Returning from this terrace we skirt a vast porphyry basin and reach the top landing of the stairs (which was, I presume, once a loggia) where there is a very charming marble fountain; and from this we enter the first room of the gallery. The Pitti walls are so congested and so many of the pictures so difficult to see, that I propose to refer only to those which, after a series of visits, seem to me the absolute best. Let me hasten to say that to visit the Pitti gallery on any but a really bright day is folly. The great windows (which were to be larger than Cosimo de’ Medici’s doors) are excellent to look out of, but the rooms are so crowded with paintings on walls and ceilings, and the curtains are so absorbent of light, that unless there is sunshine one gropes in gloom. The only pictures in short that are properly visible are those on screens or hinges; and these are, fortunately almost without exception, the best. The Pitti rooms were never made for pictures at all, and it is really absurd that so many beautiful things should be massed here without reasonable lighting.

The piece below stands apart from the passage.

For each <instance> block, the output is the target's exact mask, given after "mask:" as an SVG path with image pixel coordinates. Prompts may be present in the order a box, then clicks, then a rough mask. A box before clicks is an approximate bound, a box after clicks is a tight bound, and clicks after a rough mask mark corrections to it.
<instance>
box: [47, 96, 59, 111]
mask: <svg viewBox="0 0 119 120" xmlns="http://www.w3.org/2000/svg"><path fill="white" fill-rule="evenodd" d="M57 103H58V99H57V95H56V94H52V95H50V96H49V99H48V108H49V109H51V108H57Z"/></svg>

The Pitti also is always crowded. The Uffizi is never crowded; the Accademia is always comfortable; the Bargello is sparsely attended. But the Pitti is normally congested, not only by individuals but by flocks, whose guides, speaking broken English, and sometimes broken American, lead from room to room. I need hardly say that they form the tightest knots before the works of Raphael. All this is proper enough, of course, but it serves to render the Pitti a difficult gallery rightly to study pictures in.
In the first chapter on the Uffizi I have said how simple it is, in the Pitti, to name the best picture of all, and how difficult in most galleries. But the Pitti has one particular jewel which throws everything into the background: the work not of a Florentine but of a Venetian: “The Concert” of Giorgione, which stands on an easel in the Sala di Marte. [9] It is true that modern criticism has doubted the lightness of the ascription, and many critics, whose one idea seems to be to deprive Giorgione of any pictures at all, leaving him but a glorious name without anything to account for it, call it an early Titian; but this need not trouble us. There the picture is, and never do I think to see anything more satisfying. Piece by piece, it is not more than fine rich painting, but as a whole it is impressive and mysterious and enchanting. Pater compares the effect of it to music; and he is right.